In my experience, it is very difficult to get a case just right the first time around. After teaching it once or twice, one often finds gaps in the data presented or discovers that an undue amount of strenuous data, questions, or concerns have arise that have not been addressed properly or clearly enough in the original draft of the case. At Harvard, typically only one in five or six cases would turn out to be stimulating and usable over a long period of time. After teaching a case once or twice, one can usually tell if it is going to “work” or not. Sometimes I have been pleasantly surprised after teaching a case that I didn’t think would work, and it did. Usually, it’s the other way around; a case looks interesting, but somehow the data, the setting, or the set of issues are not compelling to the readers.

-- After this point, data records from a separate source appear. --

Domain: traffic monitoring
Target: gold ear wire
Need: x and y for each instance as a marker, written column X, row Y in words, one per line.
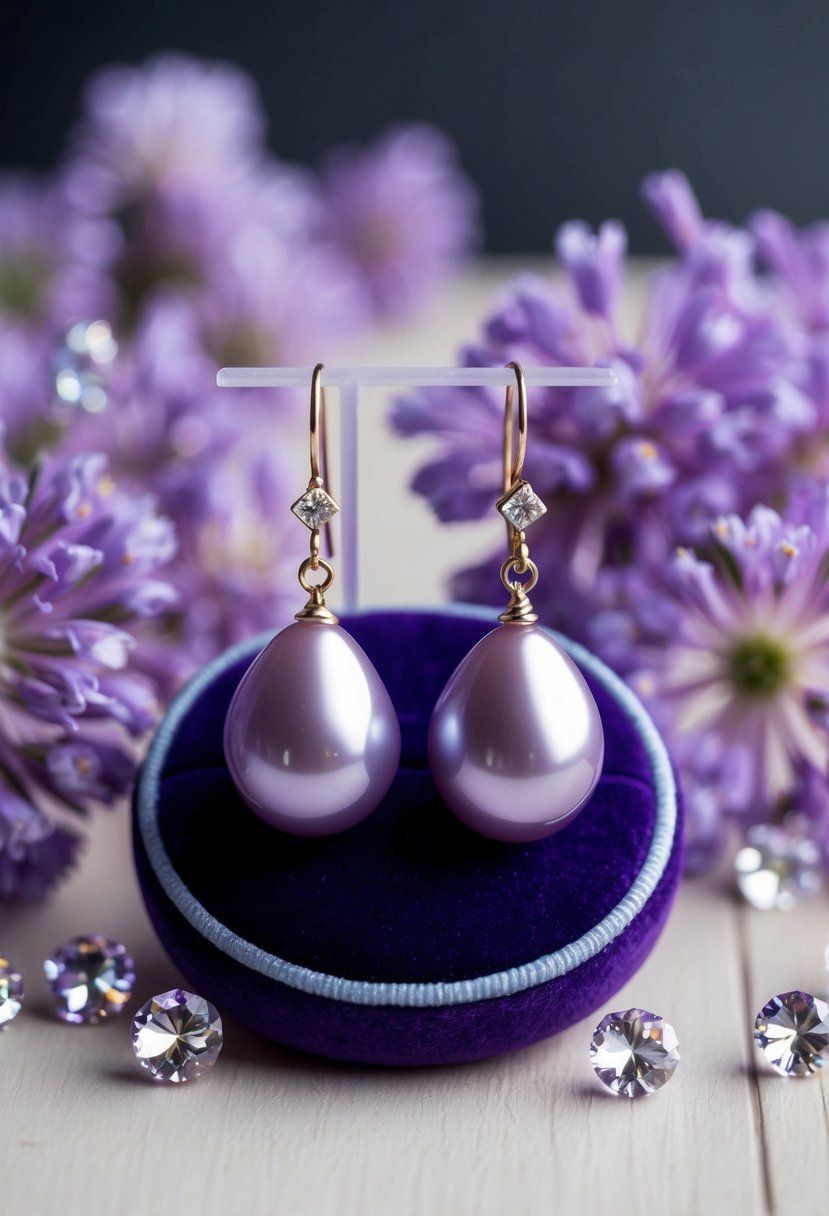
column 514, row 466
column 319, row 444
column 519, row 506
column 316, row 508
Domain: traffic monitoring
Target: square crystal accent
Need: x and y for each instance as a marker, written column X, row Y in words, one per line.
column 522, row 506
column 315, row 507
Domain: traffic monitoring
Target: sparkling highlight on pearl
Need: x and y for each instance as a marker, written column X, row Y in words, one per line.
column 311, row 737
column 515, row 739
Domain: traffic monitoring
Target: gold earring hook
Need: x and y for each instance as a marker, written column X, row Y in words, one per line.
column 513, row 466
column 519, row 506
column 316, row 507
column 317, row 424
column 319, row 444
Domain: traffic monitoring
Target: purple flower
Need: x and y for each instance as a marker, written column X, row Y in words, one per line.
column 703, row 392
column 78, row 559
column 401, row 213
column 34, row 853
column 744, row 679
column 210, row 461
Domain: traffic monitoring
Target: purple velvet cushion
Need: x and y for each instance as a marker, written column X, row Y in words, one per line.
column 410, row 896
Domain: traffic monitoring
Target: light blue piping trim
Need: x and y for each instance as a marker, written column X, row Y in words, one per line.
column 433, row 995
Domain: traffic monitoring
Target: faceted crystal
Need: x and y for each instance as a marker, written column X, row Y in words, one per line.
column 11, row 992
column 315, row 507
column 778, row 866
column 633, row 1052
column 522, row 506
column 176, row 1036
column 91, row 978
column 793, row 1032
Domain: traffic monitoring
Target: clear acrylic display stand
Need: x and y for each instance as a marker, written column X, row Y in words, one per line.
column 350, row 380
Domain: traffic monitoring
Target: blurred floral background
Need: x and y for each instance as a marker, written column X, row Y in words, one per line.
column 687, row 535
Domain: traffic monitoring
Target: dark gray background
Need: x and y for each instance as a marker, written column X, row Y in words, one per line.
column 558, row 108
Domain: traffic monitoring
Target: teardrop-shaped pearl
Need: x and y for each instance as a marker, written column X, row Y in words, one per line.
column 515, row 741
column 311, row 738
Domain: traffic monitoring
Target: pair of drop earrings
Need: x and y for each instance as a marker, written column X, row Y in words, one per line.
column 515, row 741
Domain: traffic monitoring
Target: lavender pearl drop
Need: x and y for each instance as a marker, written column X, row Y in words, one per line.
column 311, row 737
column 515, row 739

We encourage case writers to keep careful notes, following the first and second teachings of a new case, to find ways to improve it. Sometimes it means shortening the case, sometimes changing the style, sometimes adding new data, and sometimes refocusing the main topic. At Darden Business Publishing, there is a standardized process for introducing and revising cases in the case registration system. Each case is registered with a signed release form from the company, an abstract, and a teaching note. When revisions are made to cases, the revision date is noted on the front page so that teachers and students alike can be sure they have the latest version. When simply revising already- released information, a new release from the company is usually not necessary. However, if substantial changes are made to the content, it is recommended that one go back to the original signer and request a review.

Teaching Notes

We believe that all cases available for broad distribution should be accompanied by a teaching note that presents the author’s view and experience of how the case can and should be used. Although many cases will have a variety of topical threads running through them, a teaching note can select one and outline a cohesive method of teaching that set of materials. A well-written teaching note can save both new and experienced instructors a great deal of preparation time.